Like Father Like Son
Like Father Like Son is a film from the perspective of Ryota Nonomiya, a workaholic who typically spends more time at his job as an architect than with his wife, Midori, or six year old son, Keita. When Ryota finds out that the hospital had accidentally switched his son, and his biological son was a boy named Ryusei, he is faced with deciding what truly makes him a father, biology, or an emotional bond. As he finds that the former won’t necessarily keep Ryusei with him, Ryota learns what being a father truly takes.
Never Not Love You
​Never Not Love You explores the experience after the typical, fiery beginnings of a movie romance.

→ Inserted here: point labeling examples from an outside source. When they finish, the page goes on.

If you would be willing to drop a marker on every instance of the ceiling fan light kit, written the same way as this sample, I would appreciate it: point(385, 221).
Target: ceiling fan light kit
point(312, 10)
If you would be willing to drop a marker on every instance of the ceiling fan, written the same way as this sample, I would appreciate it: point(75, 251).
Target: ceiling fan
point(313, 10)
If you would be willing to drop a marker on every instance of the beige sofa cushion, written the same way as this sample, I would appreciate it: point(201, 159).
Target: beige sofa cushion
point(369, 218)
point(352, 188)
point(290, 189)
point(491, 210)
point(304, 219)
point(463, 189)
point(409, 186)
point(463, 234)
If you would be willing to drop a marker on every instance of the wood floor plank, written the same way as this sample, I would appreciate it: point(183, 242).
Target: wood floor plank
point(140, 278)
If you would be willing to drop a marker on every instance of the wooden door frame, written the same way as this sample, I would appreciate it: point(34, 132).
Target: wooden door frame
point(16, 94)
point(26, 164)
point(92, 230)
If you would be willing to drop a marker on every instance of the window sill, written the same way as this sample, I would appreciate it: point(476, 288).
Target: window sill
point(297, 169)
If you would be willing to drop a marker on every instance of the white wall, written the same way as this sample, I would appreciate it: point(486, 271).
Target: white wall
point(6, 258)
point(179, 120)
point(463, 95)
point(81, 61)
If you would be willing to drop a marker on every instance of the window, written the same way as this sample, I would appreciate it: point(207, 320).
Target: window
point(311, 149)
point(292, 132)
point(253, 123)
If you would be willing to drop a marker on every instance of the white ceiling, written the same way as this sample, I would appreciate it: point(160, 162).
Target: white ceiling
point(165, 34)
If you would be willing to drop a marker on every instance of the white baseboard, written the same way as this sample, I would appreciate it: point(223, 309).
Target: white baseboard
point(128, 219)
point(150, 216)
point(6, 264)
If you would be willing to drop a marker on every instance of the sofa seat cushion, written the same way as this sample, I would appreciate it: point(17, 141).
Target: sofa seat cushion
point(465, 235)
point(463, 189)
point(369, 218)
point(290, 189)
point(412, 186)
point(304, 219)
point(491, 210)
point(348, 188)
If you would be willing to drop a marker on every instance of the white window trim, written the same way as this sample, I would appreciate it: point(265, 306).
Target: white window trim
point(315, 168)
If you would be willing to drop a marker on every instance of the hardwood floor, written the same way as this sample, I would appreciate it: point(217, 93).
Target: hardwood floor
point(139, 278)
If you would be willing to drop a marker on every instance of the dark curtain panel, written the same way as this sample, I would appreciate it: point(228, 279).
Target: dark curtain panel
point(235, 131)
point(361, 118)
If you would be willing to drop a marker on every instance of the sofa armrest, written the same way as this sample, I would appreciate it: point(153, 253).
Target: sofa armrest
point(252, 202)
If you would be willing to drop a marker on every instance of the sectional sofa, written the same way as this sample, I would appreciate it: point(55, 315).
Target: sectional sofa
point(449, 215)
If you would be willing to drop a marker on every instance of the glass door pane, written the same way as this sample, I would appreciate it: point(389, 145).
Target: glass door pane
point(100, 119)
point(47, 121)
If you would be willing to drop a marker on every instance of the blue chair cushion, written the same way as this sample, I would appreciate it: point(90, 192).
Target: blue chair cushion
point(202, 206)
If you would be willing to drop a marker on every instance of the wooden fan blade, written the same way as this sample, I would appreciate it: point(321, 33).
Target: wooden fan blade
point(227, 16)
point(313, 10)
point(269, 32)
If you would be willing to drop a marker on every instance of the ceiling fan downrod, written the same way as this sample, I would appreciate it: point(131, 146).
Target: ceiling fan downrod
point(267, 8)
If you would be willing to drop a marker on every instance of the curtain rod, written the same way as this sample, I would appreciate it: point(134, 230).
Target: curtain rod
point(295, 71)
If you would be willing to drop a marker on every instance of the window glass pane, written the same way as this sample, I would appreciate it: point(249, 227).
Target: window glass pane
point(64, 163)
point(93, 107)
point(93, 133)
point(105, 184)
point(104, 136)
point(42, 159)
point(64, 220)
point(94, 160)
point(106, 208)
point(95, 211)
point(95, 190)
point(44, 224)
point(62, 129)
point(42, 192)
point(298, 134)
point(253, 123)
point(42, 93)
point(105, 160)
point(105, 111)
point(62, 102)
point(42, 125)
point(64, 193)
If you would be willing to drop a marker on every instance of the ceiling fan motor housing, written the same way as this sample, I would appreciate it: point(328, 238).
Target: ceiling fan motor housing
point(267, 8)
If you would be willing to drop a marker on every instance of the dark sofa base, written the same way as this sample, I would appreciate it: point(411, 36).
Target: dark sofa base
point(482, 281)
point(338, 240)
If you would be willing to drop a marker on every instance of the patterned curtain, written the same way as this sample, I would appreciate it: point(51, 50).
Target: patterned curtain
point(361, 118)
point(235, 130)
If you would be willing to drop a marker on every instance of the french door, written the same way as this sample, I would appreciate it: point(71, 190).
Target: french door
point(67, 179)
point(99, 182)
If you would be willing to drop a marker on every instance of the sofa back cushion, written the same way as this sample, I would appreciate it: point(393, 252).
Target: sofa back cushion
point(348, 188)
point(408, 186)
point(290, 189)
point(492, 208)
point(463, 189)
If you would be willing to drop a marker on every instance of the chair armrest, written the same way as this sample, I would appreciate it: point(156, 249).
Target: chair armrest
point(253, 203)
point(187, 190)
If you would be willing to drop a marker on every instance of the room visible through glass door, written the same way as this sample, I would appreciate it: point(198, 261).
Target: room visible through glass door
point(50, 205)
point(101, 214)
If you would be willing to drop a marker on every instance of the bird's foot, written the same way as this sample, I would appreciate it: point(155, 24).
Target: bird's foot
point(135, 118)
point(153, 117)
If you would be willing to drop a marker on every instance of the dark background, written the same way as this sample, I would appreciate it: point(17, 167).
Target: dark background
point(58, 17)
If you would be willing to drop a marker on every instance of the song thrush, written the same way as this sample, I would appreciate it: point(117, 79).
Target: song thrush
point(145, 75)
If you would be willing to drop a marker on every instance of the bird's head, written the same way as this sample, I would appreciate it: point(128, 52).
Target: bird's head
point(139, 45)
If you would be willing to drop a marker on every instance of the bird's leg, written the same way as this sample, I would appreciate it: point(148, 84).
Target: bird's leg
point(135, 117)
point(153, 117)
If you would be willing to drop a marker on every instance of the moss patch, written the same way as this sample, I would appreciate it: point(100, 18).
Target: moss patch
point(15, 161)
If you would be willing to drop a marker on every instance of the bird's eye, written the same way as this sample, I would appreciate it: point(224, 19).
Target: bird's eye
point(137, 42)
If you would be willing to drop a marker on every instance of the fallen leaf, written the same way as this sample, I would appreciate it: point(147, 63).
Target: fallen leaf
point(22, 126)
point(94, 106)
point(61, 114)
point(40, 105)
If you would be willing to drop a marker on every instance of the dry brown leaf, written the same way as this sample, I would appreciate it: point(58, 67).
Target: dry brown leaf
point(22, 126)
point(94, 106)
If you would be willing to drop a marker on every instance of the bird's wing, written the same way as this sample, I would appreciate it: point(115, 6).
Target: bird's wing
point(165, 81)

Gio and Joanne, the central characters, have a romance that perfectly characterizes and opposite attract romance: He is a freelance tattoo artist who chooses to live life passionately in the moment while she is an ambitious marketing assistant, who prefers to live by measuring her progress and in the logistics. As fascinating a story their beginning might be, Never Not Love You challenges viewers to think of what happens after the first kiss, the first date, the first “I love you.” It lets viewers take a chance seeing what happens when passion meets logistics, when a strong connection is challenged by what feels like the run out of intensity, but may turn out to be the start of something even bigger.
Still The Water
In Still The Water, 16 year old Kaito and Kyoko are a couple living on the island of Amami ÅŒshima. After the movie’s beginning of the two seeing a dead man floating in the water, Kaito and Kyoko are prodded to navigate their worlds intersections of life, death, and love. The couple, portrayed as naive yet overflowing with emotion and thought, find themselves asking questions in situations where a separation or death don’t necessarily mean a complete loss. Still The Water pushes viewers to immerse themselves in existentialism for it suggests that life, death, and love are much closer than portrayed.